Re: CodePage Information

From: Doug Ewell (dewell@adelphia.net)
Date: Fri May 23 2003 - 00:05:16 EDT

Next message: Asmus Freytag: "Re: Is it true that Unicode is insufficient for Oriental languages?"

Previous message: Kenneth Whistler: "Re: Is it true that Unicode is insufficient for Oriental languages?"
In reply to: Philippe Verdy: "Re: CodePage Information"
Next in thread: Kenneth Whistler: "Re: CodePage Information"
Messages sorted by: [ date ] [ thread ] [ subject ] [ author ] [ attachment ]
Mail actions: [ respond to this message ] [ mail a new topic ]

Philippe Verdy <verdy_p at wanadoo dot fr> wrote:

> The main reason why the 0x00 byte causes problems is because it is
> most often used as a string terminator, unlike what ASCII or Unicode
> defines for the NULL character. In this case, one cannot encode it
> because the device or protocoldoes not support sending a separate
> length specifier and needs the 0x00 to terminate the string, and thus
> a NULL character in a Unicode string could not be encoded even if it's
> needed.

Everything Ken said about the advisability, and the past and present
permissibility, of using non-shortest UTF-8 is true.

I'd like to ask a different question, one that steps away from Unicode
for a minute and addresses the broader concept of text storage and
processing:

    What real-world situations call for a NULL character to be stored
    as part of a text string, in conflict with its use in the C
    language (etc.) as a string terminator?

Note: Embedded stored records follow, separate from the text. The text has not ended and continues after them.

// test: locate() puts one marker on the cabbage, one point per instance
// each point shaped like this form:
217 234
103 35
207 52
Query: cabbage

Basically you are making the claim that 0x00 might be used not only as a
string terminator (not part of the string per se) but also for some
other purpose WITHIN the string, so that the two uses of 0x00 need to be
distinguished. But what other uses of 0x00 are there within a string?
I can't think of any.

There's a reason why neither Unicode nor any other coded character set
(including the ISO 2022 mechanism) assigns a specific function to 0x00.
It is too valuable in its role as a NULL character.

Of course, an arbitrary binary stream might well contain 0x00 bytes, but
then it would not be appropriate, for a variety of reasons, to attempt
to perform text processing functions on such a stream.

-Doug Ewell
Fullerton, California
http://users.adelphia.net/~dewell/

Next message: Asmus Freytag: "Re: Is it true that Unicode is insufficient for Oriental languages?"
Previous message: Kenneth Whistler: "Re: Is it true that Unicode is insufficient for Oriental languages?"
In reply to: Philippe Verdy: "Re: CodePage Information"
Next in thread: Kenneth Whistler: "Re: CodePage Information"
Messages sorted by: [ date ] [ thread ] [ subject ] [ author ] [ attachment ]
Mail actions: [ respond to this message ] [ mail a new topic ]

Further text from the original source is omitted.